The reinsurance business in particular has been hit hard in the past several months, and now it seems even Geico Corp., Berkshire's star insurance player, is facing challenges.
Profit from Geico's insurance policy sales fell 8.3 per cent to $298-million before taxes in the last quarter, but Mr. Hamilton said Berkshire is still trying to ride through the storm.
"Every other advertisement on TV is that damn gecko [Geico's mascot], so I know that Warren Buffett's spending a bloody fortune on advertising."
Standard & Poor's equity research analyst Catherine Seifert also attributed the company's poor second-quarter performance to "a more competitive insurance market environment," but seemed to have optimism for Berkshire Hathaway's future, maintaining a "hold" rating on the class A shares. She forecast the share price will rise to $130,000.
Eric Rothmann, an equity research analyst at Zacks Investment Research, said in a report that the soft performance of the insurance industry would put pressure on the company's core revenue and earnings growth trends.
He noted that Berkshire's shares are currently trading at the lower end of a 10-year average, but also gave the company a hold rating.
"We believe that in the long term, Berkshire will continue to generate above-average returns with below-average volatility," he said in the report. His target for the company's class A stock is $136,000 a share.

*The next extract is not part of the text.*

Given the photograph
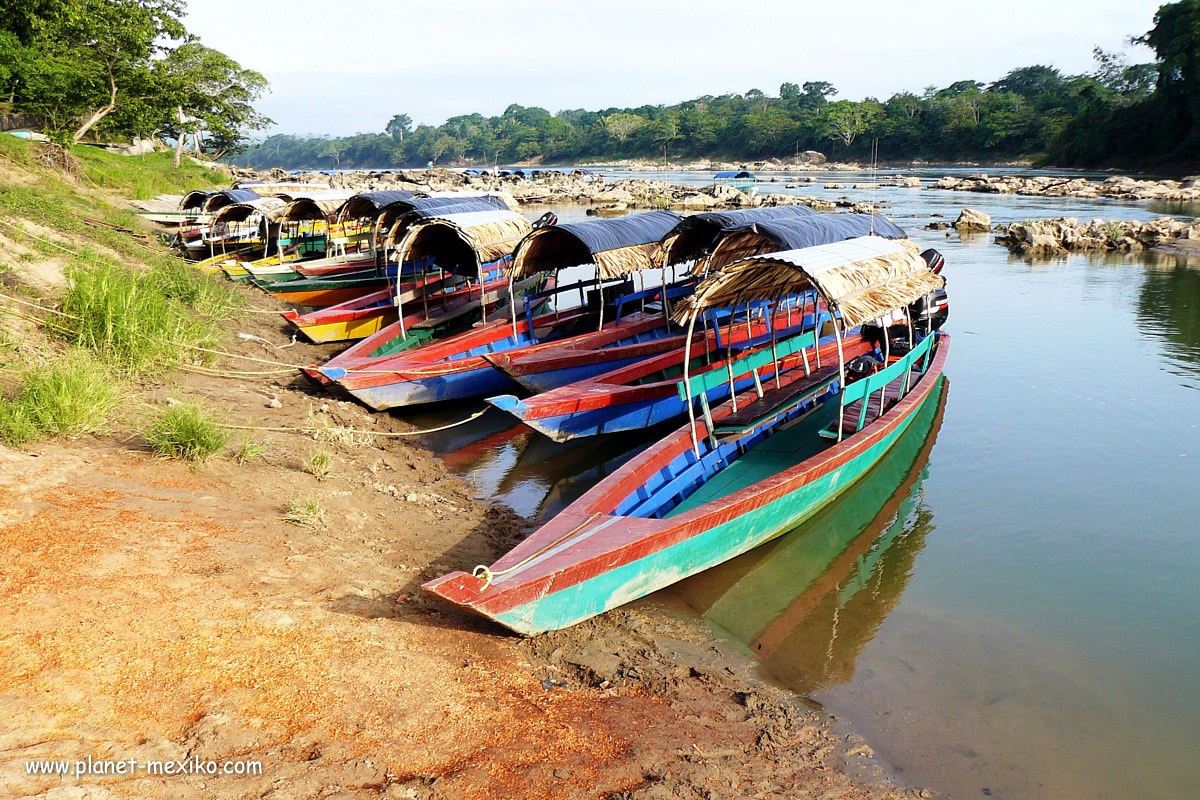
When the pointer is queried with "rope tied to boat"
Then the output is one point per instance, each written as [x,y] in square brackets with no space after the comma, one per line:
[486,575]
[382,434]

In May, Mr. Buffett himself was bracing for expected losses. At the company's annual shareholders meeting - a champagne-drenched party weekend dubbed "Woodstock for Capitalists" - the 77-year-old told 30,000 of his shareholders that he expected profit margins from the company's insurance holdings to significantly drop in 2008. Though his insurance holdings took several hits in 2005 following huge payouts for hurricane Katrina victims, he noted that 2006 and 2007 had been lucky years.

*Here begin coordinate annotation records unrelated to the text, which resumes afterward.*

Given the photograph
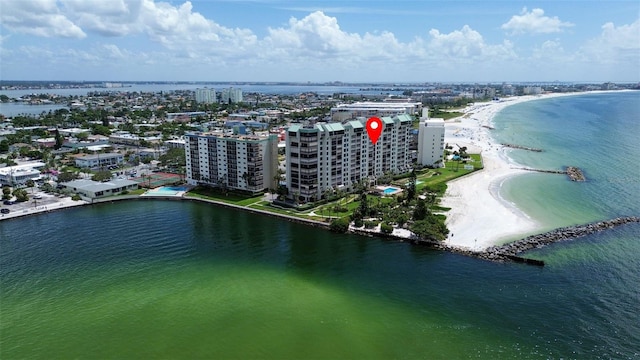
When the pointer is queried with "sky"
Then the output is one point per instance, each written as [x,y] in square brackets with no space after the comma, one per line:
[320,41]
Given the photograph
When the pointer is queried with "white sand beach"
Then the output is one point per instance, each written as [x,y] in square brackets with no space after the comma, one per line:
[478,217]
[47,204]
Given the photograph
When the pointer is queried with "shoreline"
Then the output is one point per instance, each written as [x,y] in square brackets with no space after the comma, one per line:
[480,217]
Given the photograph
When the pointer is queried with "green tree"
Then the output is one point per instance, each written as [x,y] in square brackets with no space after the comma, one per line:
[4,146]
[340,225]
[6,193]
[420,210]
[82,136]
[431,228]
[21,195]
[363,207]
[411,185]
[59,140]
[386,228]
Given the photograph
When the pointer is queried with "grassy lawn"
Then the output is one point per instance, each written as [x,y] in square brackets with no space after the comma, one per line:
[230,198]
[137,192]
[430,177]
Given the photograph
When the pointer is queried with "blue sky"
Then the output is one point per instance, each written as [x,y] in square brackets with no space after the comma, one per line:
[351,41]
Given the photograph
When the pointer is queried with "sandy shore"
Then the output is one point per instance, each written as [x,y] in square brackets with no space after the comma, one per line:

"That party is over," he said in his annual letter to shareholders.
Mr. Hamilton said it's clear Mr. Buffett has "his hands full" with insurance holdings, and predicts the billionaire will continue plucking up undervalued companies in the industrial sector, the December, 2007, acquisition of Marmon Group Inc. being the latest in this trend.

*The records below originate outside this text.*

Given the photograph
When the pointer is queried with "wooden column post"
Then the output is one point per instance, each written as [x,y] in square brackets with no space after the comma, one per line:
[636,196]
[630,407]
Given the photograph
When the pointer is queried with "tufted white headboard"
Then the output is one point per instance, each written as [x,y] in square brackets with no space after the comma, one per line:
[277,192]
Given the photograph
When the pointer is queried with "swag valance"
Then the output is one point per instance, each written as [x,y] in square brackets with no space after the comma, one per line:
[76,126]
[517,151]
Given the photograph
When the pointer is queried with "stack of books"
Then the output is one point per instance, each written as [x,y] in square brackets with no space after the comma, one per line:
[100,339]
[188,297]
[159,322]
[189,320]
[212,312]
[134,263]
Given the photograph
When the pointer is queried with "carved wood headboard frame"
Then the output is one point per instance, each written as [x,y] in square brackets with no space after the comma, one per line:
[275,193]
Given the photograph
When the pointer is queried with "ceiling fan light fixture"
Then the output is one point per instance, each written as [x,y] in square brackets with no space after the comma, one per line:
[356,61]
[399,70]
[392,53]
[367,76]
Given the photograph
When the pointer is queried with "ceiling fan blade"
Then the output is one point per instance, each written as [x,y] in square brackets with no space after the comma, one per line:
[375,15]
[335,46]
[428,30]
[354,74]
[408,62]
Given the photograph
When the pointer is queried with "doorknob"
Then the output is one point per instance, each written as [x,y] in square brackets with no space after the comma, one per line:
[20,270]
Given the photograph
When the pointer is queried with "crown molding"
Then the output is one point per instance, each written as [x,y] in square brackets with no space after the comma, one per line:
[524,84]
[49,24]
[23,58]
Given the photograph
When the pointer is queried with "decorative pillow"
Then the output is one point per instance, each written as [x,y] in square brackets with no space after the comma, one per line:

Though Mr. Buffett's Midas touch has allowed companies that fall under Berkshire's umbrella to trade at high prices, Mr. Hamilton questions how long shareholders will be willing to shell out the big bucks.
"You can't keep putting out a 50-per-cent premium for someone who won't be here in a few years," he said. "As hard as they've tried to bring in the right kind of people, can they be as good as Warren Buffett? You have to haircut the value of that stock to reflect that management talent isn't going to be the one in one million person that Warren Buffett was."
"The remarkable success of Berkshire Hathaway is nearly wholly attributable to two men," said Zacks analyst Mr. Rothmann in a report. Charlie Munger, the second man Mr. Rothmann refers to, is the 84-year-old vice-chairman of Berkshire Hathaway.
While acknowledging the company's stellar growth since its incorporation in 1965, Mr. Rothmann predicted in his report that it "will deteriorate under new management."
"It is simply statistically unlikely that the new management of this behemoth conglomerate will be able to continue with Mr. Buffett's and Mr. Munger's long-term market outperformance," he said.
Well Mr. Rothmann is questioning on the capability of the future management. Do you reckon he has a valid point here?
For me, perhaps there is some logic here. Both Warren and Charlie are exceptional human beings and simply superb investor and shrewd businessmen and needless to say, there is perhaps no comparison to what these two has achieved.
But on the other hand, less us not forget that the successor, himself would ultimately be Warren and Charlie last pick of permanent value and perhaps it's rather harsh to rate the successor NOW for a job they have not done yet.
What say you?
ps: BRK rose 3900 to close at 120,100 yesterday.